General advice regarding storage¶
Home directory vs group shares vs scratch¶
Work related data doesn't belong in your home directory. Once you leave D-PHYS, your data will be abandoned and your group will not have access to it. Use a group share to store such data, only personal settings and 'private' stuff goes into your home (that's why it's rather small). For temporary data there's a scratch folder on every workstation.
Regular housekeeping¶
Delete what is no longer needed. Document folder structure and file locations for your future self and others.
Avoid too many files in the same directory¶
Don't store thousands of files in a single folder. This makes listing of the contents of the folder very slow. Create some folder hierarchy to split the files up for faster access.

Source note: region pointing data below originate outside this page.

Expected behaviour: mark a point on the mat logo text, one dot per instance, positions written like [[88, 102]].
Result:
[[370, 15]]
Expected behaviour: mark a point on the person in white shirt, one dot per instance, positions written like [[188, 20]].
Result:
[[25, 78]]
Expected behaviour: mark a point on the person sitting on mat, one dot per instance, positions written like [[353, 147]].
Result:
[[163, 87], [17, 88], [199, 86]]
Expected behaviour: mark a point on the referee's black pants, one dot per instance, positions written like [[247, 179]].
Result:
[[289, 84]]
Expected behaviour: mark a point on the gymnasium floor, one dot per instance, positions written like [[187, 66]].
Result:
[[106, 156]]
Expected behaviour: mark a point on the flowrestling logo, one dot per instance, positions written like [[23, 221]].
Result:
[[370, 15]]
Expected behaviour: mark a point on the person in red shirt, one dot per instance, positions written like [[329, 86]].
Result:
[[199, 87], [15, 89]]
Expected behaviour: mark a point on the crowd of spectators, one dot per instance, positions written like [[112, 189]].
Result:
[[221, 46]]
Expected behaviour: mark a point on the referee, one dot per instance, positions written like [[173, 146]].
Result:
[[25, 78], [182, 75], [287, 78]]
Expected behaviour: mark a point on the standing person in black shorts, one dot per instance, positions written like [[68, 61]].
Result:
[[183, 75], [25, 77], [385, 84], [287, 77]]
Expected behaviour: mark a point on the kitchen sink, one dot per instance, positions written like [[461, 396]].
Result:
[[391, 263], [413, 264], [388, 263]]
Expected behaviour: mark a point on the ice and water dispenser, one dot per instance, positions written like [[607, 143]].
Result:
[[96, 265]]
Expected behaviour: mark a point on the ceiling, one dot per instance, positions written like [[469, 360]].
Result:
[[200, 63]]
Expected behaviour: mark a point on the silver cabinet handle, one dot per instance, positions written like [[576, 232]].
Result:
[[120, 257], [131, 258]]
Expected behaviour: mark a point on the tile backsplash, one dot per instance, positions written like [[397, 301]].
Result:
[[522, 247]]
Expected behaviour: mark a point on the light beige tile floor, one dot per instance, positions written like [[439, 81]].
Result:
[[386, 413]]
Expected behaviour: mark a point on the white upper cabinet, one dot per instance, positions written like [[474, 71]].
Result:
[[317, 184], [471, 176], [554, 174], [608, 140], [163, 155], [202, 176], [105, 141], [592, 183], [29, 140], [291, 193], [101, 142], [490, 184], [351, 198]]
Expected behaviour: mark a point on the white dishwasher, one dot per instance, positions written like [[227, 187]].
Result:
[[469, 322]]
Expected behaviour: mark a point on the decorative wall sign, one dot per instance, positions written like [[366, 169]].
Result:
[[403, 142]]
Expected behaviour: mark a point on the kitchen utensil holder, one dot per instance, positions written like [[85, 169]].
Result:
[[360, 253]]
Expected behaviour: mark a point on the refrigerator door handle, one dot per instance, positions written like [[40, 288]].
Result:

Combine small files into single tar¶
Don't store your data in thousands of files of a only few kilobytes each. Even the smallest file will always allocate the minimal block size, and therefore waste disk space. Working with many small files also comes with a big overhead of system calls and disk seek operations. Combine such results into larger files using tar
(with or without compression).
Prefer binary formats to plain text¶
Consider optimized binary formats (eg hdf5) to store your data - but make sure they're open and well documented so you can still read your data in 5 year's time. They use less disk space and allow faster input/output than plain text files. Common formats have libraries for most programming languages to ease read/write operations.
File servers are not meant for backups¶
Do not use group shares to store backups of your machines. We provide a wide range of backup solutions. If you're unsure which one of those is suitable for you, please get in touch.